夕飯はどこで食べるか、葉月の考えていることはそれだけだった。外で食べるか家で食べるか、決まるまでそれが頭の中でループしていた。
昨日は外で食べたから今日は家かな、なんてことを考えながらしばらく歩いていると、誰かに後をつけられているような気配がした。
こう言う時に限って周りに人はおらず、怖くて後ろを振り向くことができなかった。
後ろの人を遠ざけるために、葉月は歩くスピードを速くした。すると、後ろの人も同じペースで歩き出したことが歩く音でわかった。
(怖いな。こんなこと初めてだから、どうしたらいいのかわからない。とりあえず誰かに連絡しようか)
葉月がスマートフォンを取り出すと、運の悪いことにスマートフォンは充電が切れていた。
(うわ、嘘でしょ? これじゃ誰にも助けを呼べない)
一瞬、葉月は絶望に駆られたが、何か他に解決策はないかと考えながら、後ろの人に追いつかれないようさらに歩くスピードを上げ、ついには走った。
走っている最中、路地裏を見つけた葉月は、飛び込んで隠れようか迷った。
(ここで路地裏に入って隠れても、もしかしたら見つかるかもしれないし、大声を出しながら走る? いやちょっとそれは)
混乱しながら思考を巡らせた葉月だったが、何もいい方法は思い付かなかった。
(ああ、もうわからない。やっぱりこのまま走ろう)
駅までの道を後ろの人から遠ざかるように、葉月は全力で走った。
(人がいる駅前まであと数分。走れば何とかなりそうだ)
段々と息が荒くなってくる。苦しくなって、スピードを緩めたくなるが、後ろの人が怖くて一切スピードを緩めずに走った。

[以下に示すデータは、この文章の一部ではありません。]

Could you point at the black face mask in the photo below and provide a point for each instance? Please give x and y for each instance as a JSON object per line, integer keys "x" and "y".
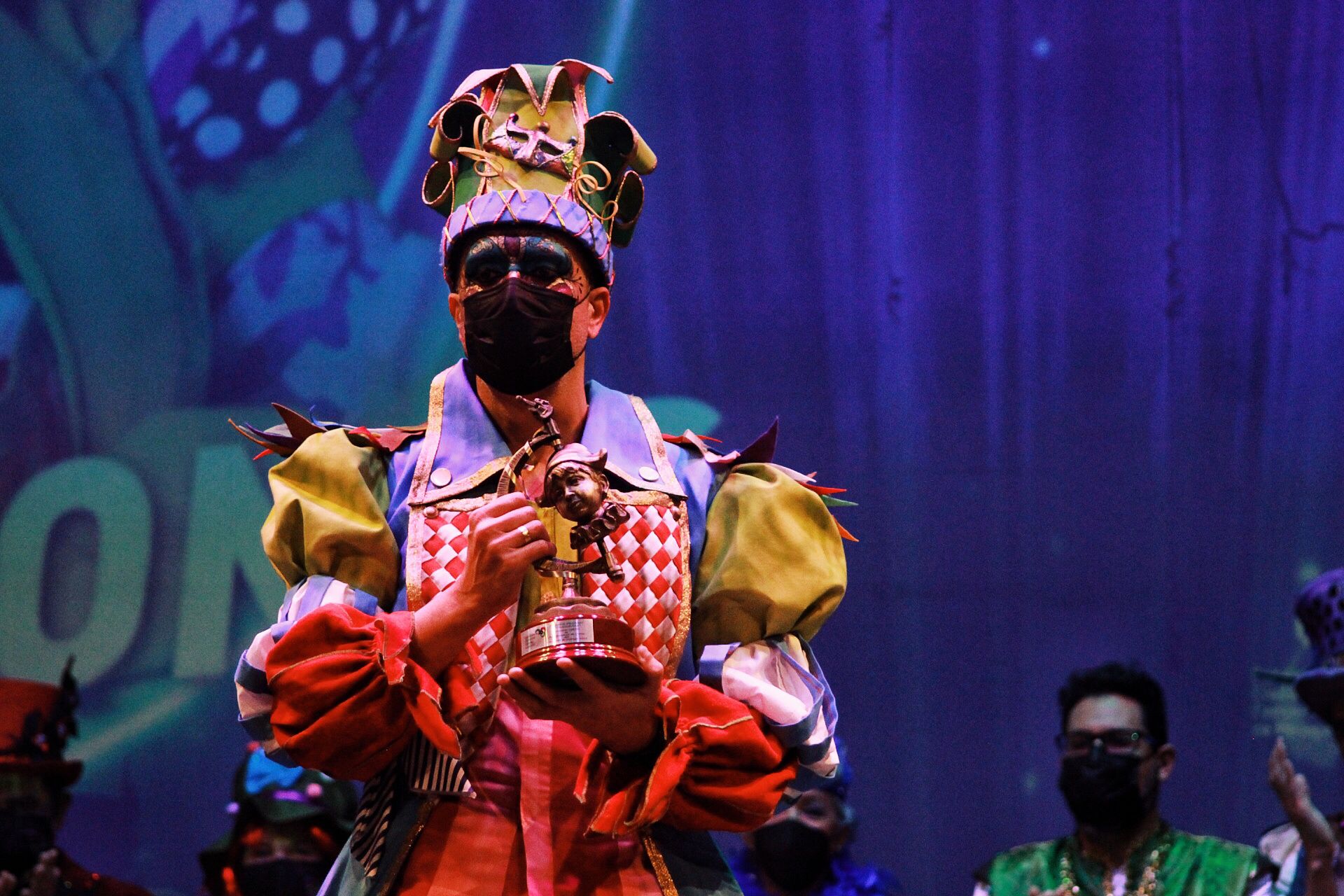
{"x": 518, "y": 336}
{"x": 23, "y": 839}
{"x": 281, "y": 878}
{"x": 792, "y": 855}
{"x": 1102, "y": 790}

(こんなに必死で走ってるのに、まだついて来てる。でも駅前までもう少しだ)
自分を励ましながら走っていると、「あの」と、突然後ろから声がした。
驚きながら後ろを振り向くと、先程会社の出入り口付近に立っていたはずの彼がいた。
彼は息せき切りながら膝に両手をつき下を向いた。
後ろの人の正体が彼だとわかると、危害を加えられることはないであろうと思い、葉月は足を止めた。
しばらくお互い大粒の汗をかきながら、息せき切り続けた。
この状態は一体何だろう。想像していた不審者とは違って、ひとまず安心だが、彼はなぜ自分を追いかけて来たのだろう。
葉月の頭にはひたすら疑問が浮かんだ。
彼は息苦しそうにしていたが、真剣に葉月の顔を見ている。
「何?」
「足速いですね。昔、運動部に入ってました?」
質問とは関係のないことを言われ、少し苛立ちを感じながら、葉月は「入ってないけど。て言うか、私に話があるなら、何ですぐに話しかけてくれなかったの?」と言った。
「すみません。普通に話しかけようとしたんですけど、タイミングが掴めなくて、すぐに話しかけられませんでした」そう言うと、彼は鞄からタオルを取り出して汗を拭き始めた。
「私に何か用があるの?」
こんなに追いかけられたのだから、間違いなく何か重要なことがあるはずだ。
落とし物を届けに来てくれたとか、はたまた思い出せないだけで本当は知り合いだったとか。
彼が話しかけてきた理由が気になり、葉月は頭の中で色々な想像を巡らせながら、彼の答えを待った。
先程汗を拭いたタオルを鞄に入れた後、彼は「はい、あの、単刀直入に言います、俺と友達になって下さい」と言って、お辞儀をしながら握手を求めてきた。
「え? 友達?」
彼の想定外の発言に葉月は拍子抜けした。
自分は特別美女でもないし、有名人でもない。
それなのになぜ?
「ごめんなさい」
「どうしてですか?」
咄嗟に断った葉月を彼は真剣な顔で見た。
その時、彼の顔をよく見ると、くっきりした二重で黒目が大きく、濃くて長いまつ毛が上を向き、肌が白くてお餅のように柔らかそうだと言うことがわかった。
葉月はそんな彼の綺麗な顔に終始見惚れた。
その綺麗な顔を見てから、今までの葉月のペースが崩れ、彼のペースに乗せられかけ始めた。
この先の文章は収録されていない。